Expulsions et accueil
Son président, Patrick Peugeot (57), se souvient des mots prononcés par Michel Rocard à l’occasion du cinquantenaire de l’Association : » La France ne peut accueillir toute la misère du monde. » Et il se souvient aussi que Michel Rocard avait ajouté » Mais elle doit savoir en prendre fidèlement sa part. »
Toute politique, y compris sociale, est faite de compromis entre des objectifs antagonistes, sous l’éclairage de valeurs reconnues essentielles, dans des dialogues d’opinions, des échanges entre pouvoirs et contre-pouvoirs. La Cimade se situe comme un contre-pouvoir dans le débat sur la politique à l’égard des migrants.
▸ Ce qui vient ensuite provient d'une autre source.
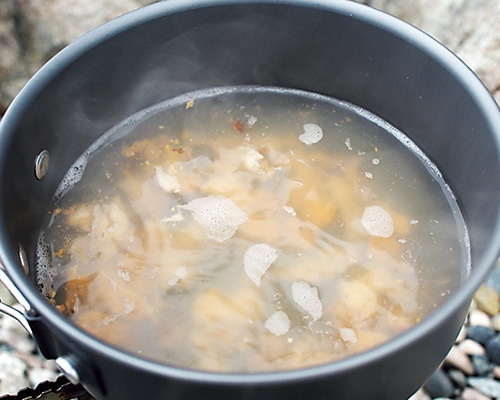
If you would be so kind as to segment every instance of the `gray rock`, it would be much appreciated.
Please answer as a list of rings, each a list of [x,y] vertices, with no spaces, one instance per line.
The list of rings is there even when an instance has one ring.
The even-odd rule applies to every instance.
[[[485,347],[490,360],[500,365],[500,335],[496,335],[488,340]]]
[[[447,374],[457,388],[463,389],[467,386],[467,377],[459,369],[450,368]]]
[[[467,379],[467,383],[486,396],[500,397],[500,382],[495,379],[471,377]]]
[[[441,369],[434,371],[424,384],[424,390],[432,398],[451,397],[455,392],[455,388],[450,378]]]
[[[454,51],[500,102],[500,2],[497,0],[367,0]]]
[[[491,400],[491,397],[482,394],[480,391],[472,388],[465,388],[460,400]]]
[[[483,346],[486,345],[488,340],[493,336],[495,336],[495,331],[492,328],[481,325],[469,325],[467,327],[467,337]]]
[[[15,394],[27,386],[26,368],[26,363],[11,352],[0,352],[0,393]]]
[[[486,355],[473,354],[471,361],[476,375],[485,376],[493,370],[494,365],[490,363]]]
Le retour à des valeurs humaines de fraternité et de justice pour contrer la négation des valeurs de solidarité
Le statut de témoin libre de sa parole, qu’elle revendique, et sa connaissance aiguë des situations dans lesquelles vivent concrètement les immigrés conduisent l’Association à des positions parfois très critiques à l’égard des lois et des pratiques récentes en France ainsi que projets et décisions de l’Union européenne, contre ce qu’elle stigmatise comme » cette logique sécuritaire à l’oeuvre et cette négation des valeurs de solidarité qui se propage dans notre société « . Elle appelle » au retour à des valeurs humaines de fraternité et de justice qui, seules, pourraient inverser la tendance « .
Une politique migratoire concertée
» Alors qu’il y a quelques années, plus de la moitié des sans-papiers accueillis parvenaient à être régularisés, aujourd’hui, lorsqu’un bénévole obtient la régularisation d’un individu, cela relativise l’échec des neuf autres… En aucun cas le contrôle des flux migratoires ne peut primer sur le respect des droits humains. Parce que les migrants sont notre monde et qu’ils font celui de demain, La Cimade propose de construire une politique migratoire et d’accueil concertée, qui respecte le droit international, et se fonde sur les principes d’humanité, d’égalité et de justice. »
Des ponts, pas des murs
Et, si elle a aujourd’hui l’âge d’une vieille dame (en septembre 2009, l’Association célébrera ses 70 ans), ses dernières campagnes, contre la » directive de la honte « , en faveur des couples mixtes ou encore au sein du réseau » Des ponts, pas des murs « , ses récents rapports d’observation sur le fonctionnement des centres de rétention, l’afflux des migrants dans ses permanences ou encore le poids politique de ses actions montrent combien l’Association est en prise avec des problématiques qui sont au coeur d’une actualité qui dépasse largement les frontières de l’Hexagone.